Whilst a strength of this study is its population-based nature and inclusion of linked data from several sources, some limitations need to be considered. Our study included a comprehensive suite of clinical factors however, we did not have complete data on hormone status or HER-2 status of the tumour. However, Pratt et al. found the poorer survival for those who completed treatment beyond their 38-week threshold did not vary according to hormone status [15]. Further, we did not have access to data on hormonal therapy nor did we have complete data on chemotherapy regimens or detailed information on radiation fractions. We are however in the process of linking more detailed information on the treatments received. The role of patient preference for timing of therapies was also not able to be assessed.

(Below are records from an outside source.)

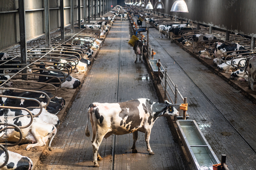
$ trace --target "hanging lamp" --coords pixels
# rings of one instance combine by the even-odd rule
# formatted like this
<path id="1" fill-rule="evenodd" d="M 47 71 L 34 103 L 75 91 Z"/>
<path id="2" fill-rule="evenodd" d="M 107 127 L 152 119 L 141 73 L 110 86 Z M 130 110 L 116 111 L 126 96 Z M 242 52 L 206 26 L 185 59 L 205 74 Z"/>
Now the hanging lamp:
<path id="1" fill-rule="evenodd" d="M 181 0 L 179 0 L 180 1 Z M 164 4 L 162 2 L 162 0 L 158 0 L 158 1 L 156 2 L 155 6 L 154 7 L 154 9 L 164 9 Z"/>
<path id="2" fill-rule="evenodd" d="M 188 12 L 188 7 L 184 0 L 177 0 L 173 3 L 171 12 Z"/>
<path id="3" fill-rule="evenodd" d="M 153 9 L 153 6 L 150 2 L 150 0 L 148 0 L 148 2 L 146 6 L 146 9 Z"/>

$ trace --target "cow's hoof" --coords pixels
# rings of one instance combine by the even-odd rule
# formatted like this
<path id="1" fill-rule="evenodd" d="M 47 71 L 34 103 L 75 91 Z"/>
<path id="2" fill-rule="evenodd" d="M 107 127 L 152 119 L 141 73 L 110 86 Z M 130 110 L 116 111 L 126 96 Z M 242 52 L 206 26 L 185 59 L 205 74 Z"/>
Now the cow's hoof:
<path id="1" fill-rule="evenodd" d="M 137 150 L 136 149 L 133 149 L 132 150 L 132 152 L 133 153 L 137 153 L 138 151 L 137 151 Z"/>
<path id="2" fill-rule="evenodd" d="M 94 166 L 95 166 L 95 167 L 100 167 L 100 165 L 99 164 L 95 164 Z"/>

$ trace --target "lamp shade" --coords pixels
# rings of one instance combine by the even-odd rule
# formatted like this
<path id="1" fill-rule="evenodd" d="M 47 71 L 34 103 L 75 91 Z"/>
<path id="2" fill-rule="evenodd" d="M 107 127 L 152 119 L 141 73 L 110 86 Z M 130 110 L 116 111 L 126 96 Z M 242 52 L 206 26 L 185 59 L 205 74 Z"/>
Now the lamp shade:
<path id="1" fill-rule="evenodd" d="M 188 12 L 188 7 L 184 0 L 177 0 L 173 3 L 171 12 Z"/>
<path id="2" fill-rule="evenodd" d="M 150 0 L 148 1 L 148 2 L 145 8 L 147 9 L 153 9 L 153 6 L 151 4 Z"/>
<path id="3" fill-rule="evenodd" d="M 182 0 L 179 0 L 181 1 Z M 158 0 L 158 1 L 156 2 L 155 5 L 155 7 L 154 7 L 154 9 L 164 9 L 164 4 L 162 2 L 162 0 Z"/>
<path id="4" fill-rule="evenodd" d="M 142 3 L 141 4 L 141 5 L 140 5 L 142 7 L 145 7 L 146 6 L 146 4 L 145 4 L 145 3 L 144 3 L 144 1 L 142 1 Z"/>

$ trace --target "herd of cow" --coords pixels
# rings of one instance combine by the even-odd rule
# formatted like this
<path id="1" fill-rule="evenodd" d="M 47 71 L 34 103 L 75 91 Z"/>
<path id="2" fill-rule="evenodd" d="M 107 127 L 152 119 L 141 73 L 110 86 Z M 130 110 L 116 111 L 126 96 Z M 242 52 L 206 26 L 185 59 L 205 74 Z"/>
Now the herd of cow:
<path id="1" fill-rule="evenodd" d="M 56 96 L 57 90 L 61 87 L 74 89 L 80 86 L 80 81 L 72 77 L 71 73 L 83 72 L 87 69 L 91 64 L 90 59 L 93 50 L 97 50 L 102 43 L 98 38 L 108 31 L 116 17 L 126 20 L 127 14 L 119 14 L 120 8 L 114 9 L 93 24 L 82 25 L 81 28 L 85 29 L 81 35 L 78 35 L 59 47 L 55 47 L 54 42 L 58 43 L 60 39 L 52 40 L 54 42 L 51 44 L 53 49 L 51 51 L 43 47 L 28 50 L 27 63 L 33 63 L 26 68 L 28 74 L 36 76 L 38 83 L 44 87 L 51 85 L 56 87 L 54 88 L 55 95 L 42 89 L 36 91 L 11 88 L 15 82 L 11 81 L 10 76 L 7 74 L 19 73 L 21 63 L 11 56 L 12 51 L 9 54 L 0 53 L 0 73 L 6 74 L 0 76 L 2 84 L 0 104 L 4 106 L 0 109 L 0 142 L 29 143 L 26 148 L 28 151 L 36 146 L 45 146 L 49 139 L 49 148 L 51 150 L 51 143 L 57 132 L 56 127 L 60 123 L 56 115 L 65 104 L 64 99 Z M 52 57 L 42 57 L 47 53 Z M 40 57 L 40 60 L 34 62 Z M 3 108 L 4 107 L 7 107 Z M 4 123 L 6 122 L 11 126 L 5 129 Z M 19 130 L 17 127 L 10 128 L 14 126 L 21 128 Z M 32 169 L 33 163 L 29 158 L 4 149 L 0 148 L 0 165 L 3 164 L 5 165 L 1 169 Z"/>
<path id="2" fill-rule="evenodd" d="M 136 15 L 144 18 L 146 26 L 150 24 L 158 28 L 159 38 L 160 34 L 163 38 L 164 34 L 172 42 L 175 37 L 179 36 L 178 42 L 187 46 L 193 44 L 193 53 L 197 53 L 200 57 L 213 59 L 218 70 L 230 73 L 231 79 L 248 82 L 249 88 L 253 90 L 253 83 L 256 79 L 255 51 L 237 43 L 223 42 L 214 35 L 200 33 L 196 28 L 190 27 L 188 22 L 164 24 L 162 23 L 165 22 L 159 17 L 155 18 L 155 16 L 141 12 L 141 14 Z M 205 47 L 205 50 L 197 51 L 197 48 L 202 47 Z"/>

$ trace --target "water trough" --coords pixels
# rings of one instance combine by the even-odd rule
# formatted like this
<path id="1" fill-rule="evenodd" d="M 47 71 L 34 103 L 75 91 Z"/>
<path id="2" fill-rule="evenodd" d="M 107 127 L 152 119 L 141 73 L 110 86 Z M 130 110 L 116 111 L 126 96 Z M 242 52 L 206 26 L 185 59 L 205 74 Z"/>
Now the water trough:
<path id="1" fill-rule="evenodd" d="M 212 165 L 220 163 L 211 147 L 193 120 L 178 120 L 178 132 L 194 169 L 212 170 Z"/>

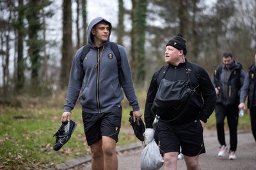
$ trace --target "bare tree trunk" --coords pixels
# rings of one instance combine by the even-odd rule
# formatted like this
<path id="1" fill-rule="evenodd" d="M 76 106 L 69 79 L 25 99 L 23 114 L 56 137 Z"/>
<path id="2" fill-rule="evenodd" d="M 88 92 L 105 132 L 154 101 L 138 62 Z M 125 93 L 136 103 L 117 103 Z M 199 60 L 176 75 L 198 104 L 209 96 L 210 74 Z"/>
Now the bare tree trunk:
<path id="1" fill-rule="evenodd" d="M 77 45 L 76 45 L 76 48 L 78 49 L 79 46 L 81 46 L 81 43 L 80 43 L 80 28 L 79 28 L 79 6 L 80 6 L 80 3 L 79 0 L 76 0 L 76 3 L 77 3 L 77 8 L 76 8 L 76 38 L 77 39 Z"/>
<path id="2" fill-rule="evenodd" d="M 124 35 L 124 1 L 118 0 L 118 25 L 117 25 L 117 43 L 123 45 L 123 38 Z"/>
<path id="3" fill-rule="evenodd" d="M 45 0 L 42 0 L 42 3 L 44 3 Z M 46 27 L 45 27 L 45 14 L 44 8 L 42 8 L 42 18 L 43 18 L 43 24 L 42 24 L 42 29 L 43 29 L 43 70 L 42 70 L 42 83 L 44 86 L 47 86 L 48 82 L 48 75 L 47 75 L 47 56 L 46 55 Z"/>
<path id="4" fill-rule="evenodd" d="M 25 65 L 24 62 L 23 50 L 24 50 L 24 40 L 25 36 L 25 30 L 24 27 L 24 10 L 23 10 L 23 0 L 19 0 L 19 11 L 18 11 L 18 45 L 17 45 L 17 80 L 15 81 L 16 92 L 18 94 L 24 88 L 25 83 L 24 69 Z M 23 7 L 23 8 L 22 8 Z"/>
<path id="5" fill-rule="evenodd" d="M 64 89 L 68 84 L 71 68 L 73 48 L 72 43 L 72 1 L 64 0 L 63 3 L 63 38 L 62 59 L 60 75 L 60 87 Z"/>
<path id="6" fill-rule="evenodd" d="M 87 43 L 87 15 L 86 15 L 86 0 L 82 0 L 82 17 L 83 17 L 83 44 Z"/>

Neoadjuvant treatment of breast cancer was uncommon at the start of the study period except for locally advanced tumours. In the future, we will need to re-examine the treatment pathway impact including the change in order of treatment in a reanalysis linking with complete hormonal and HER-2 status data. Pathologic response to neoadjuvant therapy is likely to add a new important variable for analysis.

Conclusions

This study found time to treatment completion beyond 37 weeks was associated with poorer overall and breast cancer-specific survival. Apart from clinical factors, we identified several sociodemographic and system-related factors were associated with a greater likelihood of delay in completing treatment for breast cancer. Delay from surgery to beginning adjuvant chemotherapy appears to be the point that most strongly influences survival. Whilst the coordination of multimodality therapy can be complex, identifying and addressing the factors that influence delay is critical to reduce to survival inequalities.